Essential Cinema consists of Rosenbaum's thoughts on "the best films", followed by a discussion of films he judges to be masterpieces that present difficulties to canonisers, then a section of "disputable contenders" that do not quite make the cut, followed by a section on canonised directors, and finally that list of his personal best 1,000 films.
Fair enough, but there the book's structure seems to fizzle out and Essential Cinema becomes a curious and complicated read. Throughout the text, Rosenbaum, rather than discussing why the chosen films are his favourites, instead offers mainly a condensed description of the screenplay, stopping occasionally to comment on matters of cinematographic style, while periodically throwing in an odd mix of anecdotes taken from his three or four decades as a critic and film festival-goer. While some of the films he describes in detail are by no means obscure- for example, Rear Window and Jour de Fête - many are not well known.
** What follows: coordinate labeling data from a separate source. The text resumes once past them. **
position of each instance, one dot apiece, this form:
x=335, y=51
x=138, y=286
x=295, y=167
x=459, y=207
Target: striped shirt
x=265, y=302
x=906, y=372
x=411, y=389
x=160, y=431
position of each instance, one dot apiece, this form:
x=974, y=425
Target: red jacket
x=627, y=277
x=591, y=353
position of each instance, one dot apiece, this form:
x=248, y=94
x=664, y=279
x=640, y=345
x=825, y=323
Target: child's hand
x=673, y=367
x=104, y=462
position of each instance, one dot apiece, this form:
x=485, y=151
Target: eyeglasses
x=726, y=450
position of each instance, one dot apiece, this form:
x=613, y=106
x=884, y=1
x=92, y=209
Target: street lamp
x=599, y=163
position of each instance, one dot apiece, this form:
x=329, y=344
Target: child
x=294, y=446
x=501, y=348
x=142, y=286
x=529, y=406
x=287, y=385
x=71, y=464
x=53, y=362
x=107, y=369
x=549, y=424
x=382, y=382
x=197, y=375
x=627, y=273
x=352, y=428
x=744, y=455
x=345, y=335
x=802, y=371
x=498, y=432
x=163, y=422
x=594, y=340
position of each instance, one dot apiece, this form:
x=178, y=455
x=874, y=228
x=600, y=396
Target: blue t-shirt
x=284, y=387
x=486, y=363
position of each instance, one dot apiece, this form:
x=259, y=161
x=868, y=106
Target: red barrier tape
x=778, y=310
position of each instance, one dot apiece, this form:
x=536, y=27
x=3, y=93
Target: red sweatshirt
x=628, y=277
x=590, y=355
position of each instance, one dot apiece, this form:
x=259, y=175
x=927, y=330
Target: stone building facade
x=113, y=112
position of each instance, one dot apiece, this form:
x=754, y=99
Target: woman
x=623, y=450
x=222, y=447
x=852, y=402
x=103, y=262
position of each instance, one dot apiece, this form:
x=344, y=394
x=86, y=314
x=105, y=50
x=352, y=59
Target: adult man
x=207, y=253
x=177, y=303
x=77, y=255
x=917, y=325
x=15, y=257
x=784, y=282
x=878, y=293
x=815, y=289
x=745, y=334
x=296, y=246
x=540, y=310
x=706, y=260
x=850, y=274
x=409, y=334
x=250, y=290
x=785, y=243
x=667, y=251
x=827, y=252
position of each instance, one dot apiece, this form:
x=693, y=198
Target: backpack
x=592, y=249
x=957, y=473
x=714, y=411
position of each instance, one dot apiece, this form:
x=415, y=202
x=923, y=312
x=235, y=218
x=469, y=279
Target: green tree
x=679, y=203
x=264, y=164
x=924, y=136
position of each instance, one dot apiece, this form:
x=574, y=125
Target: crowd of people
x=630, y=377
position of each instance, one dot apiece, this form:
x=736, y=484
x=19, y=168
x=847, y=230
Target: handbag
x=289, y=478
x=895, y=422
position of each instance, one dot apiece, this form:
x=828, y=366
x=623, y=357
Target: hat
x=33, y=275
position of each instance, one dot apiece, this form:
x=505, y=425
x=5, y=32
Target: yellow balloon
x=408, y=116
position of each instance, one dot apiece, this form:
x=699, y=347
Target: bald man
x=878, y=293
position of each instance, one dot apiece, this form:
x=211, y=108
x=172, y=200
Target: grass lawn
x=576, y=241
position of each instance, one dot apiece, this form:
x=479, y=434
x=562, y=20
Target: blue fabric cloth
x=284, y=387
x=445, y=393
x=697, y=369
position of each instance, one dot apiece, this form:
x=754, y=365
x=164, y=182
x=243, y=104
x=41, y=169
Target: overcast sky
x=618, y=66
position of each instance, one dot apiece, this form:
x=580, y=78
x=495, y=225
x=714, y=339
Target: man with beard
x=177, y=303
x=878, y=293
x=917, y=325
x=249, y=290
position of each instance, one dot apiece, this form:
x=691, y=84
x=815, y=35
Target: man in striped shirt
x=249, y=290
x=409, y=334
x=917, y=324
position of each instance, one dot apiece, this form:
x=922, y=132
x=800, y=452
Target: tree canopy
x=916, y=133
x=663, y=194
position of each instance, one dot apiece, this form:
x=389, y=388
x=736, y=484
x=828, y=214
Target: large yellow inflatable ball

Rosenbaum should be applauded for continuing the dying American critical tradition of bringing non-American movies to the attention of American film-goers. However, his selection requires a high level of cinematic expertise to appreciate.
Which begs the question of who the book's reader is intended to be. Film-goers already familiar with Rosenbaum's choice of classics are likely to feel somewhat patronised by his descriptions of these and would surely prefer to have his detailed, argued personal response to the films. If, on the other hand, he is aiming the book at the novice film-goer he sets the basic requirements too high; such readers will find themselves skipping from chapter to chapter searching for a "best film" they know.
The effect is surprisingly to make the sections on the classics and on Rosenbaum's favourite directors, which should have been his forte, the weakest sections. Parts of the director section read like misty-eyed love letters that have accidentally got into the final draft.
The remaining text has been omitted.